The rise of India has political ramifications in Asia and beyond. A parallel is often drawn between India’s economic reforms and those of China. In the latter case, reforms began 13 years earlier than India. Yet there is an ongoing geopolitical struggle between these two rival archipelagos for hegemony in Asia and on the world stage. The decades-long Kashmir issue, the current military standoff in a long-standing border conflict, the huge trade imbalance in favor of China, and strategic progress in the Southeast Asian region thanks to China’s Silk Roads initiative and the ‘pearl necklace Relations deteriorated.

In response, India is forging greater and deeper economic, cultural and diplomatic relations with Southeast Asia (according to Act East policy) and Africa, while creating development partnerships and strategic partnerships with Japan, the EU and the United States and implementing a foreign policy in the Indo-Pacific aimed at counterbalancing China’s power projection policy. India has therefore not lost sight of its quest to strengthen its position on the world stage as an emerging and responsible nation by harnessing its (cultural) power and its economic might.

Economic Development

Despite India’s remarkable progress in the socio-economic development of its population, economic growth has not led to economic equality, resulting in huge inequalities in income and wealth.
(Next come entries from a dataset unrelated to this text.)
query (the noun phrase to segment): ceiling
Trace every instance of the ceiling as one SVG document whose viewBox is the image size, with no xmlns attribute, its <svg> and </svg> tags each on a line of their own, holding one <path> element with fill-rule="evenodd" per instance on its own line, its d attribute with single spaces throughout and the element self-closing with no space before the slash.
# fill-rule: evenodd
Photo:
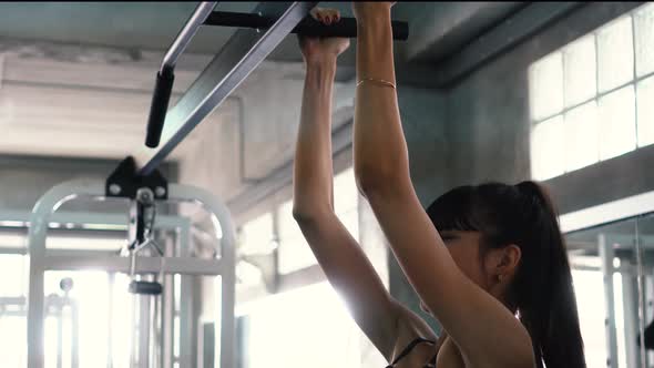
<svg viewBox="0 0 654 368">
<path fill-rule="evenodd" d="M 524 4 L 398 3 L 394 18 L 409 21 L 411 34 L 397 45 L 398 68 L 435 65 Z M 217 9 L 252 12 L 256 6 L 221 2 Z M 349 3 L 320 6 L 351 17 Z M 195 7 L 196 2 L 0 2 L 0 154 L 121 159 L 141 147 L 155 72 Z M 173 100 L 233 32 L 201 29 L 177 67 Z M 340 62 L 351 70 L 354 48 Z M 295 37 L 288 37 L 267 64 L 265 63 L 253 74 L 272 78 L 284 65 L 285 78 L 302 78 Z M 208 119 L 219 121 L 224 109 Z"/>
</svg>

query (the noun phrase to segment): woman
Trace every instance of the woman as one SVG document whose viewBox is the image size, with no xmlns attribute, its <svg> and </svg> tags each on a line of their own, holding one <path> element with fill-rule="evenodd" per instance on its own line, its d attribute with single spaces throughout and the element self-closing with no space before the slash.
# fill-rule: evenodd
<svg viewBox="0 0 654 368">
<path fill-rule="evenodd" d="M 458 187 L 427 212 L 409 177 L 390 3 L 356 2 L 355 175 L 437 338 L 384 287 L 334 213 L 331 92 L 345 39 L 300 39 L 306 64 L 294 216 L 328 280 L 390 367 L 585 367 L 556 215 L 533 182 Z M 313 16 L 337 22 L 333 10 Z M 517 318 L 518 317 L 518 318 Z"/>
</svg>

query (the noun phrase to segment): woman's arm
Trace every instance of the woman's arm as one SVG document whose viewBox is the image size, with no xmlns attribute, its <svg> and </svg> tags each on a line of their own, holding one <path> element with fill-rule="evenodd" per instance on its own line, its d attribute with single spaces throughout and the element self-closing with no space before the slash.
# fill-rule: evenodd
<svg viewBox="0 0 654 368">
<path fill-rule="evenodd" d="M 390 7 L 354 3 L 357 78 L 362 81 L 357 88 L 354 129 L 359 188 L 408 279 L 471 366 L 533 365 L 524 328 L 460 272 L 413 191 L 396 90 L 387 83 L 395 84 Z"/>
<path fill-rule="evenodd" d="M 315 16 L 319 16 L 319 13 Z M 323 17 L 327 17 L 321 12 Z M 334 213 L 331 93 L 347 39 L 302 39 L 306 63 L 294 166 L 294 216 L 327 279 L 354 319 L 390 360 L 400 310 L 375 268 Z"/>
</svg>

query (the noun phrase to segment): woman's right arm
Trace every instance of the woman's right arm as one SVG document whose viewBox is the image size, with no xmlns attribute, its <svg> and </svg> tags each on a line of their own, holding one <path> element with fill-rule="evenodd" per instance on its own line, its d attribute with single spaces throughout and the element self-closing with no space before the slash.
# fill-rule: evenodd
<svg viewBox="0 0 654 368">
<path fill-rule="evenodd" d="M 303 39 L 306 80 L 294 165 L 294 217 L 327 279 L 357 325 L 391 359 L 403 307 L 391 298 L 356 239 L 334 212 L 331 93 L 346 39 Z M 403 319 L 403 318 L 402 318 Z"/>
</svg>

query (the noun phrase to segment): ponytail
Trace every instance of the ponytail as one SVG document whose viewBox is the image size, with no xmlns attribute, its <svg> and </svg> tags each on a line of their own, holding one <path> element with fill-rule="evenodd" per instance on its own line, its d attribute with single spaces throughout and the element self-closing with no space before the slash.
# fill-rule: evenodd
<svg viewBox="0 0 654 368">
<path fill-rule="evenodd" d="M 585 367 L 572 273 L 555 208 L 539 184 L 528 181 L 517 188 L 532 206 L 524 241 L 534 252 L 523 251 L 513 295 L 538 367 L 542 362 L 548 368 Z"/>
<path fill-rule="evenodd" d="M 572 273 L 556 211 L 541 185 L 457 187 L 427 209 L 439 231 L 476 231 L 484 249 L 515 244 L 509 298 L 531 336 L 537 367 L 585 368 Z"/>
</svg>

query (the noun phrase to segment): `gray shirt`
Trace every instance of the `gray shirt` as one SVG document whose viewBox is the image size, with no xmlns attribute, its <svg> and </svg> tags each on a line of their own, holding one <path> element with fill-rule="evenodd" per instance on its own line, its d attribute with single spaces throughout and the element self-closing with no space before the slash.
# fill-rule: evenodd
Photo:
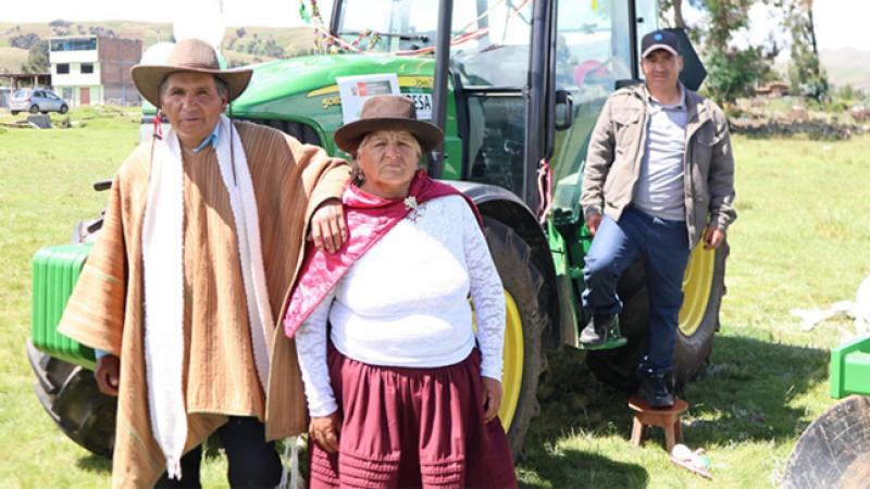
<svg viewBox="0 0 870 489">
<path fill-rule="evenodd" d="M 645 90 L 646 91 L 646 90 Z M 685 221 L 683 159 L 686 143 L 686 96 L 664 105 L 647 92 L 647 138 L 632 204 L 655 217 Z"/>
</svg>

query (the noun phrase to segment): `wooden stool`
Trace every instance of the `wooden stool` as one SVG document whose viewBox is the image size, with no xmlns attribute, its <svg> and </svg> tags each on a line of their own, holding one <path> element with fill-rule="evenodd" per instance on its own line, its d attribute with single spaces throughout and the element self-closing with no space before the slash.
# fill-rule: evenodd
<svg viewBox="0 0 870 489">
<path fill-rule="evenodd" d="M 639 447 L 647 426 L 661 426 L 664 429 L 664 448 L 671 453 L 675 441 L 683 441 L 683 428 L 680 426 L 680 413 L 688 409 L 688 403 L 674 399 L 673 406 L 664 410 L 650 408 L 638 397 L 629 399 L 629 408 L 634 411 L 632 425 L 632 444 Z"/>
</svg>

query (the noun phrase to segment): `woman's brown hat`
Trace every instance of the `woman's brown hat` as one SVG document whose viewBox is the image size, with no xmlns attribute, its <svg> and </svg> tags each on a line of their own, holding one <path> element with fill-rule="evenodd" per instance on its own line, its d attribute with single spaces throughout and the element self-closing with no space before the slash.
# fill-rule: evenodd
<svg viewBox="0 0 870 489">
<path fill-rule="evenodd" d="M 208 73 L 221 78 L 226 84 L 229 101 L 245 91 L 253 73 L 248 68 L 221 70 L 211 45 L 200 39 L 184 39 L 172 48 L 166 64 L 137 64 L 130 68 L 129 76 L 142 98 L 160 106 L 160 84 L 178 72 Z"/>
<path fill-rule="evenodd" d="M 366 134 L 375 130 L 407 130 L 430 151 L 444 140 L 444 133 L 434 124 L 419 121 L 414 102 L 403 96 L 375 96 L 362 104 L 360 118 L 339 127 L 333 135 L 335 145 L 352 154 Z"/>
</svg>

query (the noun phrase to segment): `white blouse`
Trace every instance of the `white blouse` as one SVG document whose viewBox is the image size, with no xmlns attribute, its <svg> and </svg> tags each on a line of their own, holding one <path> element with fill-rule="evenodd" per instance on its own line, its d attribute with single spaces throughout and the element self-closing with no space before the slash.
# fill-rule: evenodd
<svg viewBox="0 0 870 489">
<path fill-rule="evenodd" d="M 369 365 L 440 367 L 476 344 L 481 375 L 501 379 L 505 292 L 481 227 L 461 196 L 421 204 L 360 258 L 296 334 L 312 416 L 338 406 L 326 365 L 330 338 Z"/>
</svg>

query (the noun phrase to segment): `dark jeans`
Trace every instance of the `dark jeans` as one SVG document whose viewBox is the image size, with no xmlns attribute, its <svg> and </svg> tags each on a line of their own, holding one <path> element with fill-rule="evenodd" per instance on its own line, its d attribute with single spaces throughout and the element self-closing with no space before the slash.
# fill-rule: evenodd
<svg viewBox="0 0 870 489">
<path fill-rule="evenodd" d="M 586 255 L 583 308 L 593 314 L 619 313 L 622 301 L 617 283 L 638 254 L 645 259 L 649 294 L 649 329 L 638 372 L 663 375 L 673 369 L 683 305 L 683 274 L 689 255 L 684 222 L 652 217 L 633 208 L 623 211 L 619 222 L 605 216 Z"/>
<path fill-rule="evenodd" d="M 231 416 L 217 428 L 226 450 L 229 487 L 274 488 L 281 482 L 281 457 L 275 443 L 266 443 L 265 427 L 256 417 Z M 199 488 L 199 463 L 202 447 L 182 456 L 182 480 L 170 480 L 166 474 L 158 480 L 157 488 Z"/>
</svg>

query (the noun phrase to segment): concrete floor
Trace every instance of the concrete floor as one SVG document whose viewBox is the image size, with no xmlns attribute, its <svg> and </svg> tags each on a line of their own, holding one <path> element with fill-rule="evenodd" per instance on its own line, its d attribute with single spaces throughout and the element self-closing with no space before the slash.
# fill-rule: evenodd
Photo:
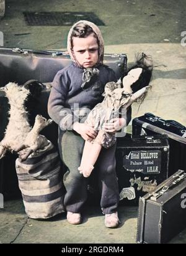
<svg viewBox="0 0 186 256">
<path fill-rule="evenodd" d="M 153 55 L 152 90 L 140 108 L 133 104 L 132 117 L 148 111 L 186 125 L 186 46 L 181 45 L 181 32 L 186 31 L 185 0 L 7 0 L 6 3 L 5 17 L 0 21 L 6 47 L 66 49 L 69 26 L 28 26 L 24 11 L 94 12 L 105 24 L 100 26 L 105 52 L 126 54 L 128 65 L 136 52 Z M 84 222 L 76 226 L 67 222 L 64 214 L 50 221 L 28 219 L 20 200 L 5 202 L 0 211 L 0 243 L 135 243 L 136 207 L 120 206 L 122 224 L 117 229 L 104 227 L 98 206 L 87 207 Z M 170 242 L 185 243 L 186 229 Z"/>
</svg>

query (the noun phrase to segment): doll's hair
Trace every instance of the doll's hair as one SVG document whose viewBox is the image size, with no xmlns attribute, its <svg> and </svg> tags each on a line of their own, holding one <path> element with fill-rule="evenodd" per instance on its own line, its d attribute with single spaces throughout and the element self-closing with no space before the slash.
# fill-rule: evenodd
<svg viewBox="0 0 186 256">
<path fill-rule="evenodd" d="M 153 59 L 151 55 L 147 55 L 143 52 L 138 54 L 136 56 L 136 63 L 128 70 L 127 73 L 134 69 L 141 68 L 142 72 L 137 81 L 131 85 L 133 93 L 138 91 L 143 87 L 149 85 L 151 80 L 153 69 Z"/>
<path fill-rule="evenodd" d="M 149 86 L 149 84 L 152 78 L 152 73 L 153 69 L 153 62 L 152 57 L 151 55 L 146 55 L 145 54 L 142 52 L 141 54 L 138 54 L 137 55 L 136 55 L 135 59 L 135 64 L 133 66 L 131 66 L 126 72 L 127 75 L 128 73 L 132 69 L 138 68 L 142 69 L 142 72 L 140 75 L 138 79 L 130 87 L 133 93 L 146 86 L 149 86 L 149 88 L 151 88 L 151 86 Z M 125 75 L 124 75 L 121 77 L 122 81 L 123 81 L 123 78 Z M 143 93 L 143 95 L 140 98 L 138 98 L 136 100 L 136 102 L 141 105 L 143 102 L 144 98 L 146 97 L 147 93 L 148 90 L 144 93 Z"/>
<path fill-rule="evenodd" d="M 73 45 L 73 37 L 86 38 L 91 34 L 94 34 L 94 36 L 97 39 L 98 42 L 97 37 L 91 27 L 84 23 L 79 23 L 73 29 L 71 38 L 71 45 Z"/>
</svg>

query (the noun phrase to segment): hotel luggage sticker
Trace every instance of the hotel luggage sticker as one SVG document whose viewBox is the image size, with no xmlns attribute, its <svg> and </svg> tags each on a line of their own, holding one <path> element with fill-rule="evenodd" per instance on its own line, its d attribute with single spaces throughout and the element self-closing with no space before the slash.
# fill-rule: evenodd
<svg viewBox="0 0 186 256">
<path fill-rule="evenodd" d="M 131 173 L 137 172 L 143 174 L 157 174 L 161 171 L 161 151 L 160 150 L 133 151 L 123 157 L 123 165 Z M 137 184 L 137 190 L 151 192 L 157 186 L 156 180 L 149 180 L 149 176 L 141 180 L 141 177 L 131 178 L 131 186 Z"/>
</svg>

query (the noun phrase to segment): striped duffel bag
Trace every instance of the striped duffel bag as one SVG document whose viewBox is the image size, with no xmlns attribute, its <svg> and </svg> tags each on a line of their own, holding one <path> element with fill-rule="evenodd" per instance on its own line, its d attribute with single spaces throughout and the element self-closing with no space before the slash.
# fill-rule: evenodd
<svg viewBox="0 0 186 256">
<path fill-rule="evenodd" d="M 19 186 L 26 214 L 33 219 L 46 219 L 64 211 L 65 189 L 58 153 L 53 144 L 16 161 Z"/>
</svg>

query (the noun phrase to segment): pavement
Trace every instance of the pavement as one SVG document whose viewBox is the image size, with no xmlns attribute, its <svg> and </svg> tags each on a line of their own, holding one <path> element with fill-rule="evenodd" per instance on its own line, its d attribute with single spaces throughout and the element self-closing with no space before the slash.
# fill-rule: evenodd
<svg viewBox="0 0 186 256">
<path fill-rule="evenodd" d="M 148 111 L 186 125 L 186 32 L 183 33 L 186 31 L 185 0 L 46 0 L 44 2 L 6 1 L 5 16 L 0 20 L 4 47 L 66 49 L 70 26 L 29 26 L 24 11 L 92 12 L 105 24 L 100 26 L 105 53 L 126 54 L 128 65 L 138 52 L 153 56 L 152 88 L 141 105 L 133 105 L 132 118 Z M 128 130 L 131 130 L 130 123 Z M 87 206 L 83 223 L 72 225 L 67 222 L 65 214 L 50 220 L 29 219 L 20 199 L 9 201 L 0 209 L 0 243 L 135 243 L 137 206 L 121 205 L 118 214 L 120 226 L 110 229 L 104 226 L 99 207 Z M 185 244 L 186 229 L 169 242 Z"/>
</svg>

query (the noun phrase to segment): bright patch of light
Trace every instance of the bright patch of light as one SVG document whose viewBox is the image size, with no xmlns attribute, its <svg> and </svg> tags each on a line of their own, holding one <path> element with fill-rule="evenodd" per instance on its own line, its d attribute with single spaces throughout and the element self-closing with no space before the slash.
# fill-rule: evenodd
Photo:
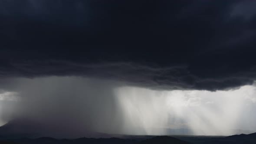
<svg viewBox="0 0 256 144">
<path fill-rule="evenodd" d="M 194 134 L 216 135 L 256 129 L 253 85 L 216 92 L 125 87 L 115 92 L 124 118 L 124 133 L 165 134 L 168 128 L 185 128 Z"/>
</svg>

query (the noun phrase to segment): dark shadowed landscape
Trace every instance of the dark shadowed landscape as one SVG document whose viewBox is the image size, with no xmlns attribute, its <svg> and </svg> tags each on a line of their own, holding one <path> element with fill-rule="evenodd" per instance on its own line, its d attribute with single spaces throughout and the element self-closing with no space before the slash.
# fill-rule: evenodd
<svg viewBox="0 0 256 144">
<path fill-rule="evenodd" d="M 0 0 L 0 144 L 256 144 L 256 8 Z"/>
</svg>

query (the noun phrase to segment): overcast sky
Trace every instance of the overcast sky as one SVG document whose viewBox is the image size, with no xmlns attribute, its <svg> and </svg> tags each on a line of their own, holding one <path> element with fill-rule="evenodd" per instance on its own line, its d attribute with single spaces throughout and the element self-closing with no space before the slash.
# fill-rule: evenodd
<svg viewBox="0 0 256 144">
<path fill-rule="evenodd" d="M 74 136 L 253 131 L 256 6 L 1 0 L 0 124 Z"/>
</svg>

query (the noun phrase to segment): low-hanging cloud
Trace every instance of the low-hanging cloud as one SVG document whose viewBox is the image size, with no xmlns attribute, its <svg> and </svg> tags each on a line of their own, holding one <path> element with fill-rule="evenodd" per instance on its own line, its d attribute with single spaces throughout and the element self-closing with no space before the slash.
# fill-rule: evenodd
<svg viewBox="0 0 256 144">
<path fill-rule="evenodd" d="M 13 119 L 6 127 L 14 127 L 13 135 L 227 135 L 256 128 L 255 85 L 210 92 L 155 90 L 74 76 L 9 81 L 13 92 L 4 93 L 5 99 L 18 98 L 12 105 L 1 103 L 0 121 Z"/>
<path fill-rule="evenodd" d="M 256 79 L 253 2 L 0 3 L 2 78 L 93 76 L 211 91 Z"/>
</svg>

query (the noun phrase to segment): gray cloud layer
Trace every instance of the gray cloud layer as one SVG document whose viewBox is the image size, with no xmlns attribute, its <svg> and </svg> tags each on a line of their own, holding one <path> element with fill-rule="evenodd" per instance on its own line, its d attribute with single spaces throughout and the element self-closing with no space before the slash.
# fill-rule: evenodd
<svg viewBox="0 0 256 144">
<path fill-rule="evenodd" d="M 210 90 L 256 79 L 252 1 L 0 3 L 2 78 L 78 75 Z"/>
</svg>

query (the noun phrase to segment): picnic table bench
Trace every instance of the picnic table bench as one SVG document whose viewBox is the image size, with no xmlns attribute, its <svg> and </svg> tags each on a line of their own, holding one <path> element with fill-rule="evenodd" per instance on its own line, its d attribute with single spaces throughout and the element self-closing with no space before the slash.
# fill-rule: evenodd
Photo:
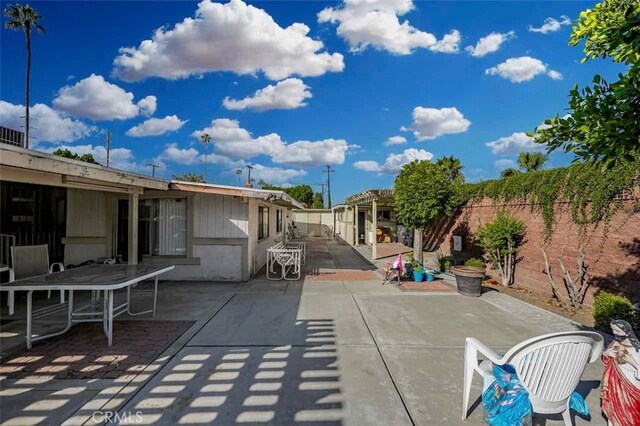
<svg viewBox="0 0 640 426">
<path fill-rule="evenodd" d="M 279 242 L 267 249 L 268 280 L 299 280 L 306 260 L 306 244 L 303 241 Z M 276 267 L 280 267 L 277 274 Z"/>
<path fill-rule="evenodd" d="M 158 276 L 169 272 L 173 265 L 100 265 L 93 264 L 53 274 L 38 275 L 9 283 L 0 284 L 0 291 L 26 291 L 27 292 L 27 349 L 38 340 L 59 336 L 69 331 L 74 323 L 102 322 L 104 334 L 107 336 L 108 345 L 113 343 L 113 320 L 115 317 L 127 313 L 131 316 L 156 312 L 156 299 L 158 295 Z M 142 312 L 131 311 L 131 286 L 141 281 L 154 279 L 153 308 Z M 114 306 L 114 291 L 127 289 L 127 298 L 123 303 Z M 67 325 L 62 331 L 47 335 L 33 335 L 33 292 L 40 290 L 68 291 Z M 73 292 L 91 291 L 91 302 L 74 310 Z M 104 298 L 102 308 L 100 302 L 93 294 L 102 291 Z M 57 310 L 60 305 L 51 306 L 39 310 L 40 316 L 47 312 Z M 42 314 L 44 312 L 44 314 Z"/>
</svg>

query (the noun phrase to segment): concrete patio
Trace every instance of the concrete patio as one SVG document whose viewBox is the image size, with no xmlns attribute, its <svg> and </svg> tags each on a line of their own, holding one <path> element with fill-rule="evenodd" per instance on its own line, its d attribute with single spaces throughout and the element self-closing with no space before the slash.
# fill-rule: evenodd
<svg viewBox="0 0 640 426">
<path fill-rule="evenodd" d="M 299 281 L 162 283 L 158 315 L 144 318 L 149 350 L 157 349 L 152 336 L 155 328 L 166 330 L 163 323 L 191 325 L 164 342 L 159 356 L 114 377 L 11 370 L 28 364 L 30 354 L 11 355 L 10 346 L 21 339 L 3 337 L 3 354 L 9 355 L 0 365 L 0 422 L 93 424 L 117 411 L 116 423 L 134 424 L 480 425 L 481 406 L 466 422 L 460 417 L 466 336 L 504 352 L 535 335 L 580 328 L 497 292 L 469 298 L 382 286 L 375 268 L 337 241 L 309 242 L 307 260 Z M 18 315 L 23 311 L 18 305 Z M 102 343 L 103 355 L 139 352 L 125 335 L 127 322 L 141 321 L 117 321 L 112 348 L 99 326 L 86 333 L 100 335 L 95 345 Z M 20 318 L 3 322 L 2 335 L 19 334 L 21 327 Z M 86 355 L 86 348 L 51 345 L 61 351 L 53 355 L 69 357 L 60 365 Z M 601 374 L 595 363 L 583 376 L 578 391 L 591 419 L 577 417 L 578 425 L 606 424 Z M 472 392 L 480 395 L 478 377 Z M 535 424 L 560 420 L 536 417 Z"/>
</svg>

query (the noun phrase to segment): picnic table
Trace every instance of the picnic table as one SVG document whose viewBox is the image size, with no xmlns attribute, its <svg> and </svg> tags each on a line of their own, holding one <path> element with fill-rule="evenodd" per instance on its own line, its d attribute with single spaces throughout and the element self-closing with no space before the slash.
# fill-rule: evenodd
<svg viewBox="0 0 640 426">
<path fill-rule="evenodd" d="M 27 349 L 31 349 L 32 342 L 59 336 L 69 331 L 74 323 L 102 322 L 104 334 L 109 346 L 113 343 L 113 320 L 117 316 L 127 313 L 131 316 L 156 312 L 158 295 L 158 276 L 169 272 L 173 265 L 88 265 L 80 268 L 67 269 L 53 274 L 39 275 L 31 278 L 0 284 L 0 291 L 27 292 Z M 153 287 L 153 308 L 142 312 L 131 311 L 131 286 L 141 281 L 155 279 Z M 127 289 L 125 302 L 114 306 L 113 293 L 115 290 Z M 41 290 L 64 290 L 69 292 L 67 306 L 67 325 L 62 331 L 47 335 L 32 335 L 33 323 L 33 292 Z M 73 306 L 74 291 L 91 291 L 91 302 L 76 310 Z M 104 293 L 102 303 L 94 295 Z M 102 309 L 100 309 L 102 304 Z M 60 305 L 57 305 L 60 306 Z M 44 308 L 51 311 L 56 306 Z"/>
</svg>

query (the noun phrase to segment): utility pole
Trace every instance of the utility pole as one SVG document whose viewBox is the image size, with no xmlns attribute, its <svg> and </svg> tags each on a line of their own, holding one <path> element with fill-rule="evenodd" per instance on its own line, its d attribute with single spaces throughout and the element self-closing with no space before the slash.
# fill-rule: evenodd
<svg viewBox="0 0 640 426">
<path fill-rule="evenodd" d="M 107 141 L 105 145 L 107 149 L 107 167 L 109 167 L 109 152 L 111 151 L 111 132 L 109 131 L 107 131 Z"/>
<path fill-rule="evenodd" d="M 327 184 L 324 182 L 321 182 L 321 183 L 316 183 L 316 186 L 320 187 L 320 191 L 322 193 L 322 206 L 324 207 L 324 187 L 327 186 Z"/>
<path fill-rule="evenodd" d="M 335 170 L 333 170 L 331 166 L 327 165 L 326 169 L 322 172 L 327 174 L 327 208 L 331 208 L 331 173 L 335 172 Z"/>
<path fill-rule="evenodd" d="M 251 169 L 253 169 L 253 166 L 247 164 L 247 183 L 245 185 L 247 188 L 253 188 L 253 183 L 251 183 Z"/>
<path fill-rule="evenodd" d="M 156 164 L 147 164 L 147 166 L 151 167 L 151 177 L 156 177 L 156 169 L 160 168 L 160 166 Z"/>
</svg>

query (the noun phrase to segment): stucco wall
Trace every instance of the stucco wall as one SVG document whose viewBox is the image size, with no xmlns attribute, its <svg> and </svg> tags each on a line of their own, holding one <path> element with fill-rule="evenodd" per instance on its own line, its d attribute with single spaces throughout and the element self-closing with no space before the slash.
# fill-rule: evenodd
<svg viewBox="0 0 640 426">
<path fill-rule="evenodd" d="M 269 208 L 269 236 L 258 241 L 258 207 Z M 282 209 L 282 231 L 276 232 L 276 210 Z M 276 243 L 283 241 L 287 229 L 287 216 L 291 217 L 291 211 L 275 204 L 268 204 L 249 200 L 249 273 L 257 274 L 267 264 L 267 249 Z"/>
<path fill-rule="evenodd" d="M 241 281 L 242 246 L 196 245 L 193 255 L 200 265 L 176 265 L 173 271 L 162 275 L 163 280 L 185 281 Z"/>
<path fill-rule="evenodd" d="M 107 197 L 105 192 L 67 189 L 67 232 L 63 239 L 65 264 L 79 264 L 106 256 Z"/>
<path fill-rule="evenodd" d="M 626 204 L 630 205 L 629 202 Z M 432 243 L 431 249 L 451 251 L 451 236 L 462 235 L 462 258 L 477 256 L 479 251 L 473 246 L 473 235 L 479 225 L 493 220 L 497 211 L 503 208 L 527 226 L 526 242 L 520 250 L 522 259 L 516 267 L 516 285 L 551 294 L 548 278 L 544 274 L 544 260 L 534 245 L 542 243 L 544 239 L 542 215 L 532 211 L 527 204 L 495 206 L 491 200 L 484 200 L 467 206 L 450 223 L 426 231 L 425 244 Z M 607 229 L 604 223 L 582 228 L 573 223 L 568 205 L 557 204 L 555 208 L 556 222 L 547 252 L 552 273 L 559 284 L 562 285 L 558 256 L 562 247 L 566 246 L 564 264 L 575 273 L 578 250 L 580 244 L 584 243 L 586 264 L 593 277 L 586 303 L 591 304 L 593 295 L 600 289 L 623 294 L 634 302 L 640 302 L 640 213 L 629 216 L 619 212 L 611 218 Z M 497 276 L 495 271 L 493 274 Z"/>
</svg>

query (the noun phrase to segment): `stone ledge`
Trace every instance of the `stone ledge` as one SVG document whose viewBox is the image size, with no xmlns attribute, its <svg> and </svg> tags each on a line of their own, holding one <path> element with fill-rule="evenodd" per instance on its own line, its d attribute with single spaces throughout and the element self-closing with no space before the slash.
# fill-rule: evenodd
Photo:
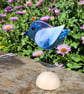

For example, the richest 1% of the population represents almost 52% of the national wealth, while the richest 10% of the population holds 77% of the total wealth; by comparison, the poorest 60% hold 4.8% of total wealth, while the number of billionaires has gone from just 9 in 2000 to 119 in 2018. This obvious economic inequality adds to an already fragmented society by region, caste, religion and sex. Almost 42% of the workforce is employed in the agricultural sector, which represents only 16% of GDP, while the informal economy accounts for almost 90% of the occupation. The pandemic has had a huge impact on informal workers and small businesses in India. Of the 122 million jobs lost, 75% were in the informal sector, while the wealth of Indian billionaires increased by 35% during Covid.

Such a scenario leads the government to spend large sums on social assistance programs and grants to support millions of disadvantaged people and address the problem of the “mass class gap”. This revives the current discourse on spending on subsidies and social protection programs in relation to the need to invest in long-term projects (capital expenditure) such as highways, ports, railways, power grids, etc.

The past two decades have seen the emergence of India as a global player. Through its participation in the global economy, India will be one of the few countries that will be at the heart of the global economic engine. India is destined to become a leading and influential civilization (not to use the word “powerful”) and so the question we must ask is not whether it will be, rather when it will be.